Мимо нее проходили какие-то люди, большей частью смутно знакомые, видимо, она встречала их раньше. Наконец, она заметила приближавшегося к ней оперативника по фамилии Лотнер — его она помнила куда лучше, чем других, главным образом потому, что сцепилась с ним практически в свой первый рабочий день в Аврорате. Лотнер при задержании какого-то торговца запрещенными ингредиентами «перестарался», а попросту отметелил задержанного так, что переколошматил пузырьки с зельями, которые тот прятал в полах пиджака. Диана, в обязанности которой входила в том числе и экспертиза изъятого у подобных типов (как зелий, так и подозрительных артефактов на предмет их «темности» и вредоносности), оказалась в весьма затруднительном положении — теперь анализировать это месиво из порошков, жидкостей и прочей дряни, которое к тому же было живописно размазано по одежде нарушителя, было, мягко говоря, затруднительно. Они тогда долго и со вкусом ругались, после чего даже здоровались сквозь зубы, да и то через раз.

К ее немалому удивлению Лотнер подошел к ней и, оглядев с головы до ног не самым дружелюбным взглядом, спросил:

— Шеппард? А тебя сюда кто вообще пустил?

— А ничего, что я все еще являюсь сотрудником Аврората? — ответила Диана. — Или Следственный объединили с Отделом тайн?
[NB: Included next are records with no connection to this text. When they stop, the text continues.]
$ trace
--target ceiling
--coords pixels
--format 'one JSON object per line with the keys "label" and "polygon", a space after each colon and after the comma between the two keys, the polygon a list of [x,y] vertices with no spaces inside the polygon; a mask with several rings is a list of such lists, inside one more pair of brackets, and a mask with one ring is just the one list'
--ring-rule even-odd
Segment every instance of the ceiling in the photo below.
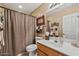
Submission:
{"label": "ceiling", "polygon": [[[19,8],[19,5],[22,8]],[[35,9],[37,9],[41,3],[0,3],[0,6],[16,10],[22,13],[30,14]]]}

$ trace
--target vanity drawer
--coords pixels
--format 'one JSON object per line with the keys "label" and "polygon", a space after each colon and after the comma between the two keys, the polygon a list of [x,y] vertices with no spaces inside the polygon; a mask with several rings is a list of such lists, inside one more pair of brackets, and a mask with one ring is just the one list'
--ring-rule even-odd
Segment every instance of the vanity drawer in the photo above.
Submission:
{"label": "vanity drawer", "polygon": [[62,56],[62,55],[64,55],[54,49],[51,49],[45,45],[40,44],[40,43],[37,44],[37,47],[38,47],[38,50],[43,51],[43,53],[45,53],[48,56]]}

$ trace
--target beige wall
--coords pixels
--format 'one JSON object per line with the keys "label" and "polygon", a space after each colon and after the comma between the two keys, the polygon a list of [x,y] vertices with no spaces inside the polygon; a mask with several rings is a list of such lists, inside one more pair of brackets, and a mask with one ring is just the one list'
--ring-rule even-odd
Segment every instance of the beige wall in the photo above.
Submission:
{"label": "beige wall", "polygon": [[59,34],[62,34],[63,29],[62,29],[62,17],[64,15],[67,14],[71,14],[71,13],[76,13],[79,12],[79,6],[73,6],[73,7],[69,7],[66,9],[63,9],[59,12],[54,13],[53,15],[51,15],[50,17],[47,17],[47,20],[50,20],[51,22],[59,22]]}
{"label": "beige wall", "polygon": [[[48,4],[42,4],[38,9],[36,9],[32,15],[39,17],[40,15],[44,14],[47,11]],[[50,20],[51,22],[59,22],[59,35],[62,35],[63,29],[62,29],[62,17],[67,14],[79,12],[79,6],[73,6],[66,9],[62,9],[59,12],[54,13],[53,15],[47,17],[45,20]],[[45,22],[45,25],[47,26],[47,22]],[[46,29],[46,28],[45,28]]]}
— Надо же, а мне сказали, что ты теперь в школе работаешь, уход за зверушками преподаешь, — хмыкнул Лотнер.

— Я в охранном отряде Хогвартса, идиот!

— И каково это — скатиться с эксперта-криминалиста до простого охранника? Не обидно?

— Ни капельки! И вообще — это не твоего ума дело. Лучше ответь, что за бардак у вас тут происходит, и где шляется смотритель архива?
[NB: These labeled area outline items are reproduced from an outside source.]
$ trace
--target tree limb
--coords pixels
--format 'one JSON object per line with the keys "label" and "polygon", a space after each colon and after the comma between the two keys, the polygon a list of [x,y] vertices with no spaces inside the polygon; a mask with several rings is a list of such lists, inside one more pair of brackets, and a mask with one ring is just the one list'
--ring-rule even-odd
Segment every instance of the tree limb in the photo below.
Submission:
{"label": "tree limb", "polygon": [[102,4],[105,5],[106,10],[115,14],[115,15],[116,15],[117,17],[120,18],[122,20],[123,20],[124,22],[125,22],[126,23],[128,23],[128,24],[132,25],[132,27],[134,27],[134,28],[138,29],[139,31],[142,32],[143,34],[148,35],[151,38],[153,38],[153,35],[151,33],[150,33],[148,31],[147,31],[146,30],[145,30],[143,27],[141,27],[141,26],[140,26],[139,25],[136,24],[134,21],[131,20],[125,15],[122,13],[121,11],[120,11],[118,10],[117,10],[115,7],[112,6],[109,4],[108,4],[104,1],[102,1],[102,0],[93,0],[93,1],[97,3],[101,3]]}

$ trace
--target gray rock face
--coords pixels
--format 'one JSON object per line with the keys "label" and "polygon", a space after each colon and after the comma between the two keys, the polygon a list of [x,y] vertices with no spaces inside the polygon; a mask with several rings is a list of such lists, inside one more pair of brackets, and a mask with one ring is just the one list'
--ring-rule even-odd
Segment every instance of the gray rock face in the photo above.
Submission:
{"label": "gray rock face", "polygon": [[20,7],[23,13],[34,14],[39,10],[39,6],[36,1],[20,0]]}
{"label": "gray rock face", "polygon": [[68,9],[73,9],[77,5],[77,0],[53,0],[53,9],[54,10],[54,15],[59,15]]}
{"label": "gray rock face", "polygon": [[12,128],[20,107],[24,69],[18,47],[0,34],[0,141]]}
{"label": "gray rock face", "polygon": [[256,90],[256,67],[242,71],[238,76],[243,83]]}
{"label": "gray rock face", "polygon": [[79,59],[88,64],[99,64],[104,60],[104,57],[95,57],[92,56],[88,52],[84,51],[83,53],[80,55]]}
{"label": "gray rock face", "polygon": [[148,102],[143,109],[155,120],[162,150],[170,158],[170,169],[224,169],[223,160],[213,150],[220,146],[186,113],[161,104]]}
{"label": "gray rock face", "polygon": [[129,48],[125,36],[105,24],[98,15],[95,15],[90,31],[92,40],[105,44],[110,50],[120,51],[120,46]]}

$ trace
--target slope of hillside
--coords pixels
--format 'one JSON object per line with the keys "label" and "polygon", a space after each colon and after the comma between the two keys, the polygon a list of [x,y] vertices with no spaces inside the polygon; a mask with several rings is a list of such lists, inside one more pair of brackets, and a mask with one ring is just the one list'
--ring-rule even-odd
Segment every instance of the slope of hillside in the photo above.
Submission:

— А, так ты пришла покопаться в старых делах? — Лотнер пренебрежительно усмехнулся. — Узнаю нашу доблестную бумажную крысу. Соскучилась по старой работе? Да только зря ты тут караулишь — доступ в архив теперь только через Шеклболта, а его сейчас поймать практически невозможно.
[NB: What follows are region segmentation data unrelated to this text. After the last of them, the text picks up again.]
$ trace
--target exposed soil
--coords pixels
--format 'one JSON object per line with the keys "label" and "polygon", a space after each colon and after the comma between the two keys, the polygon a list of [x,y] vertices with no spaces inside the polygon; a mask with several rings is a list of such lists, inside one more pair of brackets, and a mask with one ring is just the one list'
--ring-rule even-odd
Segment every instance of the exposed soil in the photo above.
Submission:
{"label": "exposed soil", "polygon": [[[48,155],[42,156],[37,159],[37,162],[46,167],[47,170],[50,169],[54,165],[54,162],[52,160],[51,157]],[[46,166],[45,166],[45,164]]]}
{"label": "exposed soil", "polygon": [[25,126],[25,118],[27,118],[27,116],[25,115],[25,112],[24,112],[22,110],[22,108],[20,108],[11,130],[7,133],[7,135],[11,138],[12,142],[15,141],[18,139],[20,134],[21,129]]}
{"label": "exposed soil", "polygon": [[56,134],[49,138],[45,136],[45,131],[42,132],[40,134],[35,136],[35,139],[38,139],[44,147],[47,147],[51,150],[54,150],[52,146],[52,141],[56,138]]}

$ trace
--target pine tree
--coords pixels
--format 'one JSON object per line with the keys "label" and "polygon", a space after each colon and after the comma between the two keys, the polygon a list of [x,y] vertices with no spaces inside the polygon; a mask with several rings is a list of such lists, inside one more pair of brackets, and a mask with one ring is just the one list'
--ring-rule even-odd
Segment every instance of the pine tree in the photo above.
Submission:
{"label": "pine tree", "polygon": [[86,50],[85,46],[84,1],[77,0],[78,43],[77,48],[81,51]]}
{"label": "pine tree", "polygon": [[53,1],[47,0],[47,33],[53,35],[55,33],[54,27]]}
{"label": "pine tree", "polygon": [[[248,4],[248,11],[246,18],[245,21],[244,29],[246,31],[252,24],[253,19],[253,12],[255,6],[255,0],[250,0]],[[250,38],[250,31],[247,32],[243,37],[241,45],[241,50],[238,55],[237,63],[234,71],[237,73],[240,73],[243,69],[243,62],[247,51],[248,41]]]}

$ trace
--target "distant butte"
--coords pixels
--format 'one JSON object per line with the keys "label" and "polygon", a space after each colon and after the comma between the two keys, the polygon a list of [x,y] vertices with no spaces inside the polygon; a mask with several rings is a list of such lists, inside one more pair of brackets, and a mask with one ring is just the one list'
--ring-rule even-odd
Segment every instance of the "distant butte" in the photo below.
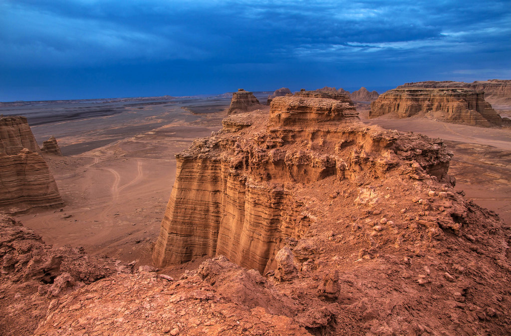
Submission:
{"label": "distant butte", "polygon": [[388,114],[397,118],[427,117],[485,127],[501,126],[508,121],[503,120],[484,100],[484,92],[469,89],[389,90],[371,103],[369,117]]}

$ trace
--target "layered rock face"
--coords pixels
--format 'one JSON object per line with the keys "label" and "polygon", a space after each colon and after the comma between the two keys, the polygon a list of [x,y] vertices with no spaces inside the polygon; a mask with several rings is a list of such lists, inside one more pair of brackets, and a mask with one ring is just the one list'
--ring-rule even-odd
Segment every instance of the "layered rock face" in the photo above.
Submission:
{"label": "layered rock face", "polygon": [[[367,132],[358,119],[347,103],[277,97],[267,124],[254,138],[226,133],[177,155],[176,181],[153,255],[155,265],[222,254],[261,272],[271,267],[278,242],[300,238],[311,220],[286,184],[329,176],[355,180],[359,170],[384,174],[390,161],[359,155],[389,155],[386,148],[396,146],[396,135]],[[425,160],[425,169],[439,179],[446,178],[447,154],[431,162],[416,159]]]}
{"label": "layered rock face", "polygon": [[370,118],[393,113],[399,118],[417,115],[473,126],[502,124],[482,91],[467,89],[394,89],[371,103]]}
{"label": "layered rock face", "polygon": [[511,103],[511,80],[491,79],[476,81],[472,83],[452,81],[427,81],[407,83],[397,88],[466,88],[484,91],[484,99],[491,104]]}
{"label": "layered rock face", "polygon": [[352,99],[359,102],[373,102],[378,99],[380,95],[376,91],[369,92],[366,88],[362,86],[357,91],[354,91],[350,94]]}
{"label": "layered rock face", "polygon": [[251,106],[259,105],[259,101],[253,93],[243,89],[238,89],[238,92],[233,93],[233,99],[227,114],[229,115],[237,112],[246,112],[250,109]]}
{"label": "layered rock face", "polygon": [[26,117],[0,117],[0,152],[14,155],[24,148],[35,153],[40,152]]}
{"label": "layered rock face", "polygon": [[[196,297],[214,297],[222,287],[223,297],[313,334],[509,330],[511,228],[455,192],[441,139],[368,127],[349,104],[329,99],[277,97],[269,115],[234,116],[177,155],[154,262],[220,256],[173,293],[200,288],[210,293]],[[234,271],[222,256],[267,280]],[[89,304],[81,295],[76,316]],[[182,309],[199,309],[188,300]],[[239,332],[248,333],[255,324],[240,308],[247,329]]]}
{"label": "layered rock face", "polygon": [[291,90],[287,87],[281,87],[280,89],[277,89],[275,90],[272,94],[268,96],[268,101],[266,102],[266,105],[270,105],[271,103],[272,100],[275,97],[281,97],[284,95],[291,95],[293,93],[291,92]]}
{"label": "layered rock face", "polygon": [[324,88],[315,91],[306,91],[305,89],[302,89],[298,92],[295,92],[294,95],[298,97],[335,99],[342,103],[347,103],[352,106],[355,105],[349,95],[336,91],[325,91]]}
{"label": "layered rock face", "polygon": [[62,156],[62,152],[60,151],[60,147],[57,143],[57,139],[55,137],[52,136],[48,140],[43,141],[42,148],[41,151],[48,154],[53,154],[54,155]]}
{"label": "layered rock face", "polygon": [[[63,205],[27,118],[0,118],[0,211],[13,213],[34,207]],[[54,142],[58,149],[56,140]]]}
Диана мысленно выругалась. Посвящать кого-либо, даже Кингсли, в подробности того, что и с какой целью она собиралась искать в архиве, в ее планы не входило, это было слишком личное…

— Что, Шеппард, у тебя «горит»? — внезапно совершенно нормальным тоном, без тени пренебрежения, спросил Лотнер.

— Горит не горит, а посмотреть кое-что из прошлогодних дел нужно, — проворчала Диана.

— Послушай моего совета — зайди через недельку. К Шеклболту ты не пробьёшься, даже не рыпайся. Ты его не поймаешь, а если поймаешь, так он с тебя не слезет, пока не узнает, за каким чертом ты сюда пожаловала, прежде чем разрешение выдаст.

— А что это изменит, если я зайду через неделю?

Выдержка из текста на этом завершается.